Which? made 432 calls to 36 energy suppliers to reveal how long customers were left waiting before speaking to a member of staff.
Each provider was called 12 times at different times of the day and on different days of the week to calculate the average call waiting time for customers.
Scottish Power was the worst provider and left customers waiting for an average of 21 minutes and 24 seconds before calls were answered – 20 minutes slower than the fastest company, So Energy, which answered calls in just 38 seconds.
On some occasions, it took more than 30 minutes for calls to be answered.
Last year, Scottish Power was the fastest of the Big Six – and was 23 minutes, 52 seconds faster than the slowest company, Spark Energy which left customers on hold for 27 minutes and 21 seconds on average.
Bulb Energy kept customers on hold for an average of 19 minutes and two seconds before calls were answered, and had the longest single call waiting time of 41 minutes and 48 seconds. In less time, a customer living in Harlow would be able to travel by train into London’s Liverpool Street station, next to Bulb’s HQ, to make a complaint in person.
The challenger company has enjoyed meteoric growth, gaining a million customers and five per cent share of the electricity market in under five years and was the fastest to answer its customers’ calls in our snapshot investigation two years ago, but it has not compared as well since.
Just over a fifth of suppliers included in our research – Avro Energy, Boost, Bulb Energy, Engie, Green Network Energy, Utilita, Utility Point and Scottish Power – kept customers waiting for more than 10 minutes on average.
More than half of the suppliers Which? investigated had an average call waiting time of more than five minutes, including four of the Big Six.
So Energy was the fastest company when it came to answering calls, on average customers were left on hold for just 38 seconds.
The four fastest firms to pick up after So Energy were Ampower, Ebico, Flow Energy and Together Energy – all answered calls in less than a minute.
EDF Energy was the best of the Big Six, answering calls in three minutes and two seconds on average.
Twelve of the companies Which? investigated also offered a live chat for customers to seek help. Spark Energy, which was bought by Ovo last year, was the fastest to respond, taking just 30 seconds on average.
Three other firms – Outfox the Market, Scottish Power and Utility Point – also responded to live chat in under a minute, on average.
At the other end of the scale, British Gas was the slowest company to respond to live chat queries – with an average wait of seven minutes and 14 seconds in our investigation.
Customers would get a quicker response on the phone, where British Gas answered calls in four minutes and 19 seconds on average.
Which? found two companies – Bulb and Utilita – whose live chat platform was unavailable 11 out of the 12 times researchers attempted to test it.
The huge variations in waiting times highlight a lack of consistency on customer service within the industry and the need for companies to up their game and deliver the service consumers expect.
When choosing an energy provider, Which? recommends customers consider all factors including value for money and customer service.
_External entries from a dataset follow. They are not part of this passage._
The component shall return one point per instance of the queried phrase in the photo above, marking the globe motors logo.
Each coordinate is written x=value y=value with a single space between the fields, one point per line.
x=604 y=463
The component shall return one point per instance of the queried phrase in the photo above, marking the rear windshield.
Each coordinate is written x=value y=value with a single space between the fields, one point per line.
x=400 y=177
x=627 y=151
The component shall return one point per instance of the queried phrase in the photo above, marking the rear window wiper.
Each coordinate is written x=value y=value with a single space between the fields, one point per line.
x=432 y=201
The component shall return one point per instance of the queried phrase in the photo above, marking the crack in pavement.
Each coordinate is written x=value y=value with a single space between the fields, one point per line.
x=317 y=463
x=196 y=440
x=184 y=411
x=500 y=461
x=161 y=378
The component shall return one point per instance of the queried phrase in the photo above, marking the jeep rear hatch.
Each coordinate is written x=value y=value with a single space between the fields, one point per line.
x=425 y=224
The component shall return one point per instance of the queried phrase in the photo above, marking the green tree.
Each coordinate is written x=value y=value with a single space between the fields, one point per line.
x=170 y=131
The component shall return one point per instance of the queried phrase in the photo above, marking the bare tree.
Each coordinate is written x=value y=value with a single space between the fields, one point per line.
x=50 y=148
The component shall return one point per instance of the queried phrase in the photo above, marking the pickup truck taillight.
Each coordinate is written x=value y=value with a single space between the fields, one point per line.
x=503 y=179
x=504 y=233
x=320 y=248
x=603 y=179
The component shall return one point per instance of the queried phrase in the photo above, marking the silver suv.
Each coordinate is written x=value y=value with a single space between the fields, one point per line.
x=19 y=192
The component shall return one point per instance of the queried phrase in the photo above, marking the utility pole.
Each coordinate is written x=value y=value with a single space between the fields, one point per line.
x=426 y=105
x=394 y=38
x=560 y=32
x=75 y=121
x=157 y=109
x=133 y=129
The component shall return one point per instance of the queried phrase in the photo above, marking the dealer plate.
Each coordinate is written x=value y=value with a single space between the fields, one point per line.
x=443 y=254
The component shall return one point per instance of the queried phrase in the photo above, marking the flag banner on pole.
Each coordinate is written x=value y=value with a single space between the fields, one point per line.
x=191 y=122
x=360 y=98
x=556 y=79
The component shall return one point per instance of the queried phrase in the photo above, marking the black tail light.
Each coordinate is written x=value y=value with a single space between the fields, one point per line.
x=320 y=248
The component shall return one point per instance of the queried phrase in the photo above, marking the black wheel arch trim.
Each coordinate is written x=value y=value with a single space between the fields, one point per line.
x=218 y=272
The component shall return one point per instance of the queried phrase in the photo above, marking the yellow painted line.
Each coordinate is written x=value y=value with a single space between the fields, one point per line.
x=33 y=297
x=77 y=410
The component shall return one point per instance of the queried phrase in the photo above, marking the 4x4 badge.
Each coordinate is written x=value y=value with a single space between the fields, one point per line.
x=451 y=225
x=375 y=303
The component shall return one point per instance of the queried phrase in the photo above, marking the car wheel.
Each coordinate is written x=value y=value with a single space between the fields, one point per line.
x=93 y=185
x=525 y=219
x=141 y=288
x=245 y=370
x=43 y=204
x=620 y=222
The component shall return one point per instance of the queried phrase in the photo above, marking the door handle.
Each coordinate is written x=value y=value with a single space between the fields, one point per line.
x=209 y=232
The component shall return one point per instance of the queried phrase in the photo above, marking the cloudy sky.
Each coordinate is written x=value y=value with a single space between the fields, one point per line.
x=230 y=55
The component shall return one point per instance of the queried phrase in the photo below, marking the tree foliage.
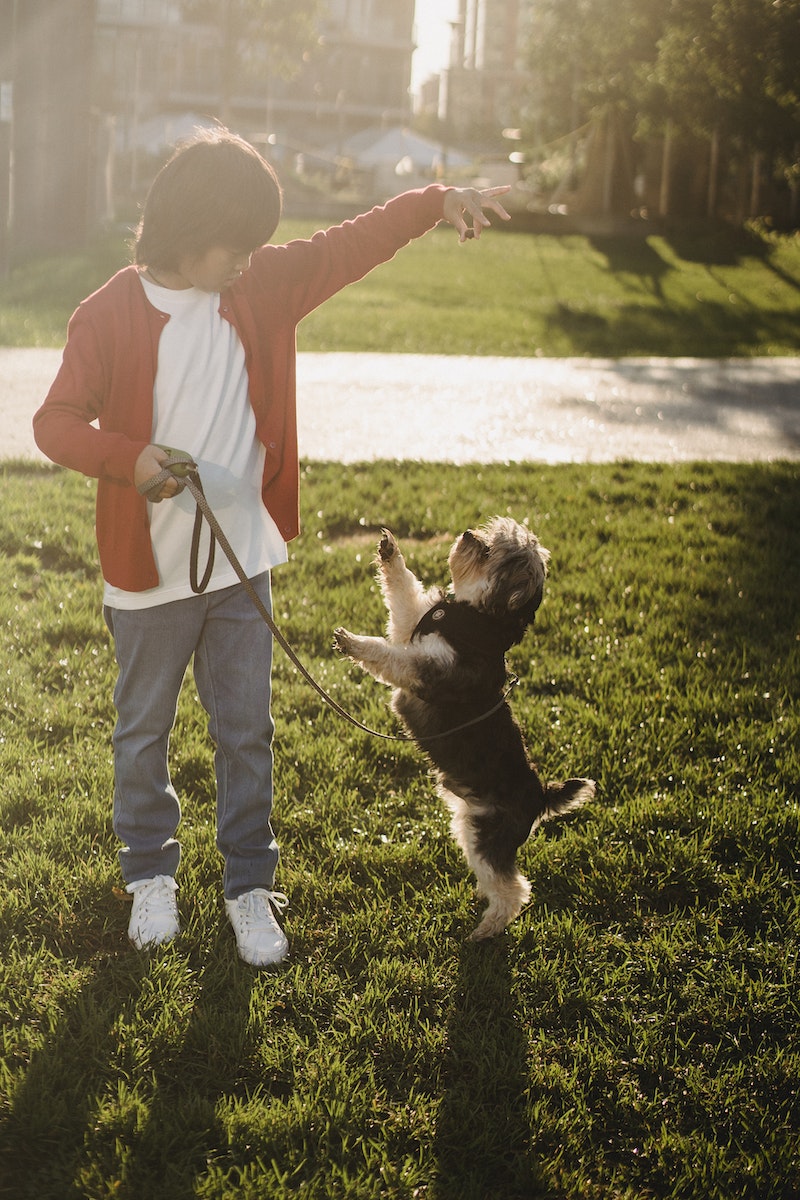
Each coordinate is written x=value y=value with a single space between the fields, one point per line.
x=707 y=66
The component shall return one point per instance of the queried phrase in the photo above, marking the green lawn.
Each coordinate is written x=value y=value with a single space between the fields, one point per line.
x=713 y=294
x=632 y=1036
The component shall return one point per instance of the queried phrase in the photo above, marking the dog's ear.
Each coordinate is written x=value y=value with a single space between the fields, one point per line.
x=527 y=611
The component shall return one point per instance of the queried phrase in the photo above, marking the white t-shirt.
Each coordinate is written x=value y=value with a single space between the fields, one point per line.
x=202 y=406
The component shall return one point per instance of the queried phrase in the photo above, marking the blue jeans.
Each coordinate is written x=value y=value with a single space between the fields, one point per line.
x=233 y=663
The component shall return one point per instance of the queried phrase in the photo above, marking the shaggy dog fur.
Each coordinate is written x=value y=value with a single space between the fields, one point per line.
x=445 y=657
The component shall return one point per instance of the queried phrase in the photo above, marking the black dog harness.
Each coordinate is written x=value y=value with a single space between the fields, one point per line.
x=474 y=631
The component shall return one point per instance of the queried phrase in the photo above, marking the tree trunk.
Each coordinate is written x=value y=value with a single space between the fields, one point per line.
x=756 y=185
x=666 y=169
x=714 y=174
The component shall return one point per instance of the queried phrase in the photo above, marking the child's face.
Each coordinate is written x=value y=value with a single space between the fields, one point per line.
x=216 y=269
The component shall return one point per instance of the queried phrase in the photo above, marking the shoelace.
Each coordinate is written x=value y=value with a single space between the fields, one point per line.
x=258 y=905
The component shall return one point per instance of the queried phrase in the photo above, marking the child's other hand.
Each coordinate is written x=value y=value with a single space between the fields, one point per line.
x=463 y=205
x=148 y=465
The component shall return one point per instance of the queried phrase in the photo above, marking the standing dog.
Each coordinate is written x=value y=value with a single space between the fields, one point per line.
x=445 y=657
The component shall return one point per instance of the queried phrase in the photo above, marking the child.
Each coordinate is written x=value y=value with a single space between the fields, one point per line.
x=193 y=346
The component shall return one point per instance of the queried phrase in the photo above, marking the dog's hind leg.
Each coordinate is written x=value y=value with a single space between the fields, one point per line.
x=489 y=845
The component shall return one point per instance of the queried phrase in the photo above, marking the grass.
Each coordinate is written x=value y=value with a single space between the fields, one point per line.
x=633 y=1035
x=720 y=293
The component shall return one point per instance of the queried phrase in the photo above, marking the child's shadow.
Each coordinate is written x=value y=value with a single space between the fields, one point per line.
x=483 y=1140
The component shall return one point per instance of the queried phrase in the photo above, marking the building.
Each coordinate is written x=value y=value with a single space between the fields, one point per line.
x=480 y=90
x=162 y=59
x=91 y=91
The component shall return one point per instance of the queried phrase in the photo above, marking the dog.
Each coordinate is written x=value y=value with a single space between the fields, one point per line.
x=444 y=654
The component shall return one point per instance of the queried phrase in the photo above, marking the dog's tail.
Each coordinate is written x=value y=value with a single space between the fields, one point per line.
x=560 y=798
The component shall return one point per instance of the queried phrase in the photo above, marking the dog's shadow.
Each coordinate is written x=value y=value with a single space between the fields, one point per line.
x=483 y=1138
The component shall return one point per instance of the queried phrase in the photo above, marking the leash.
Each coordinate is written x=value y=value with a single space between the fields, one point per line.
x=181 y=467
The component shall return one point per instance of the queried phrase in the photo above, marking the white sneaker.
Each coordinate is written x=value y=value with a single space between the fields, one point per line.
x=155 y=912
x=259 y=939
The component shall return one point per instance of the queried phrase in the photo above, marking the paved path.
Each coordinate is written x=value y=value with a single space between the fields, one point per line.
x=356 y=407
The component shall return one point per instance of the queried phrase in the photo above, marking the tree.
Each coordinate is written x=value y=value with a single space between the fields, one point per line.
x=721 y=70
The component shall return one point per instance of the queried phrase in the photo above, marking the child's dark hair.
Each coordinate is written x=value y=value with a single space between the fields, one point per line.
x=216 y=190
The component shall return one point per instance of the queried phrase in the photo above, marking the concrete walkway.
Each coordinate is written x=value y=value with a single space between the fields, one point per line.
x=358 y=407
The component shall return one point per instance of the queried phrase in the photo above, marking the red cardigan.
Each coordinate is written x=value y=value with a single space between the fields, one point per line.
x=108 y=371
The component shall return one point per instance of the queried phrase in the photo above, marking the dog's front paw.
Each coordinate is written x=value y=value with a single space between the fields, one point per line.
x=386 y=546
x=342 y=641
In Which?’s 2019 satisfaction survey, Octopus Energy was rated as the best provider, achieving five-star ratings in all categories including phone customer service and value for money.
Natalie Hitchins, Which? Head of Home Products and Services, said:
“Energy customers should be able to expect good customer service from their supplier, so it is unacceptable that some people are facing waits of half an hour or more just to speak with an adviser.
“If you are tired of poor customer service and wasted time on the phone, then you should switch to a provider that can better meet your needs, and potentially save you hundreds of pounds.”